На этот выкрик все засмеялись. Гримити спросил:

— Пари допускаются?

— Ставьте! Ставьте! — заскрипел дон Филиппо дель Монте, подражая пронзительному голосу букмекера Стэббса. Ферентино ударила его по плечу своим красным веером. Но шутка показалась удачной. Пари начались. И так как в этой группе раздавались шутки и смех, то, чтобы принять участие в веселье, мало-помалу присоединились к ней и остальные кавалеры и дамы. Весть о состязании быстро разнеслась; начала принимать размеры светского события; занимала все изысканные умы.

— Дайте мне вашу руку и побродим, — обратилась донна Плена Мути к Андреа.

Когда они очутились далеко от кружка, в соседней комнате, то Андреа, сжимая ее руку, прошептал:

— Благодарю вас!

Она опиралась о него, изредка приостанавливаясь, чтобы ответить на приветствия. Имела несколько усталый вид; и была бледна, как жемчуг на ее шее. Каждый из молодых щеголей говорил ей пошлый комплимент.

— От этой глупости я задыхаюсь, — сказала она. Обернувшись, увидела Сакуми, который следовал за нею молча, с белой камелией в петлице, полный умиления, не смея приблизиться. Она сострадательно улыбнулась ему.

— Бедный Сакуми!

— Вы только теперь заметили его?

— Да.

— Когда мы сидели у рояля, он из оконной ниши не сводил глаз с ваших рук, игравших оружием его родины, предназначенным для разрезания какой-нибудь западной книги.

— Недавно?

— Да, недавно. Быть может, он думал: «Как хорошо сделать себе харакири этой игрушечной саблей с хризантемами из лака и железа, которые как бы расцветают от прикосновения ее пальцев!»

Она не улыбнулась. Пелена печали, почти страдания, обволокла ее лицо; казалось, более сумрачная тень вошла в ее глаза, слабо освещенные под верхним веком, точно мерцанием лампады; от страдальческого выражения, углы ее рта несколько опустились. Правая рука у нее свисала вдоль платья, держа веер и перчатки. Она больше не протягивала ее ни приветствовавшим, ни льстецам; и не слушала больше никого.

— Что с вами? — спросил Андреа.

— Ничего. Я должна ехать к ван Гуффель. Пойдемте проститься с Франческой; а потом проводите меня вниз, до кареты.

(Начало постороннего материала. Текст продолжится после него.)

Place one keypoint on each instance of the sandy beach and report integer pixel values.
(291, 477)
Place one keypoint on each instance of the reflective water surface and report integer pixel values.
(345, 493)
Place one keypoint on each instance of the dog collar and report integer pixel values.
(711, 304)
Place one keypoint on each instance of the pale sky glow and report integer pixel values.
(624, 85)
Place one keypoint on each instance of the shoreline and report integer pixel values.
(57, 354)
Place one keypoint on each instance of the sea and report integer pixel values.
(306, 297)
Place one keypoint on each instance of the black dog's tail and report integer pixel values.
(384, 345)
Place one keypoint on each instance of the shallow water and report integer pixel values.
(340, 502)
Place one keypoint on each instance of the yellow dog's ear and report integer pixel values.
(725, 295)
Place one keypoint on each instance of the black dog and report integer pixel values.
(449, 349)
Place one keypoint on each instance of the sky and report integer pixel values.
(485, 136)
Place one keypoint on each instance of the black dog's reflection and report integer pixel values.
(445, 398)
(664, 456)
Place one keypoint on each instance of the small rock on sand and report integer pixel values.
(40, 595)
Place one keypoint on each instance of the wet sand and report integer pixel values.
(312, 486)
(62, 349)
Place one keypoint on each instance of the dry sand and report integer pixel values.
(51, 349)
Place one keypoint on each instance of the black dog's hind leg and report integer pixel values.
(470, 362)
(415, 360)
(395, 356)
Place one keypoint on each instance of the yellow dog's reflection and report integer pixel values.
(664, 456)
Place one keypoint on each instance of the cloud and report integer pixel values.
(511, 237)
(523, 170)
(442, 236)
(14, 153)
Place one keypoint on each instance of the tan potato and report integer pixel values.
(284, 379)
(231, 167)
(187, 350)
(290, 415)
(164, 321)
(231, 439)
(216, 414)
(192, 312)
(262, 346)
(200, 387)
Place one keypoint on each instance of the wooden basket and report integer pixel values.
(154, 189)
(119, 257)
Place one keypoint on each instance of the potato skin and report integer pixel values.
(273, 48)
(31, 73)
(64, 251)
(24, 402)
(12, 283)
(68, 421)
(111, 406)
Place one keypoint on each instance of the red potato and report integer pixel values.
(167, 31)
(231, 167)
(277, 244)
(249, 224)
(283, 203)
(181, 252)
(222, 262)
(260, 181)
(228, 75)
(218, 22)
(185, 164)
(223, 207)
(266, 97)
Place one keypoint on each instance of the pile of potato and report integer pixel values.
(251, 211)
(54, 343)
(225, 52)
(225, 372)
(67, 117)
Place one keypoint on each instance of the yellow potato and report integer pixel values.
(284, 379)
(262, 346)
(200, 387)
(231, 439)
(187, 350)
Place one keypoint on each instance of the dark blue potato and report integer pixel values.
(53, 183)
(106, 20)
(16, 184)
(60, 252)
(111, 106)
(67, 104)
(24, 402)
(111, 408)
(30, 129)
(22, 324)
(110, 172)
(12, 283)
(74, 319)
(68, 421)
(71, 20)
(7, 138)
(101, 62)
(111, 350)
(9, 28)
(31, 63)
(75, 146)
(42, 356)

Они вернулись в первую гостиную. Луиджи Гулли, молодой черный и курчавый, как араб, музыкант, явившийся из родной Калабрии в поисках за счастием, с большим увлечением исполнял сонату Бетховена. Маркиза Д'Аталета, его покровительница, стояла у рояля и смотрела на клавиатуру. Величавая музыка, как медленный, но глубокий водоворот мало-помалу увлекала в свои круги все эти легкомысленные умы.

— Бетховен! — сказала Елена, почти с религиозным благоговением, останавливаясь и освобождая свою руку из руки Андреа.

И стоя так, возле одного из бананов, слушала музыку. Вытянув левую руку, она чрезвычайно медленно надевала перчатку. В этом положении овал ее бедер казался стройнее; вся ее удлиненная шлейфом фигура казалась выше и прямее; тень растения скрывала и как бы одухотворяла бледность ее тела. Андреа смотрел на нее. И ее одежда слилась для него со всем ее существом.

«Она будет моею», думал он в каком-то опьянении, потому что патетическая музыка увеличивала его возбуждение. «Она будет держать меня в своих объятиях, над своим сердцем».

Он представил себе, как он наклоняется и касается устами ее плеча. — Была ли холодно эта прозрачная кожа, казавшаяся нежнейшим молоком, пронизанным золотым светом? — Почувствовал легкую дрожь; и сомкнул веки, чтобы продлить ее. До него доносился ее запах, это неуловимое, холодное, но опьяняющее, как благовонный пар, дыхание. Все его существо пришло в смятение и, в безмерном порыве, стремилось к этому волшебному созданию. Он жаждал обнять ее, вовлечь ее в себя, вдохнуть ее в себя, пить, обладать ею каким-нибудь сверхчеловеческим образом.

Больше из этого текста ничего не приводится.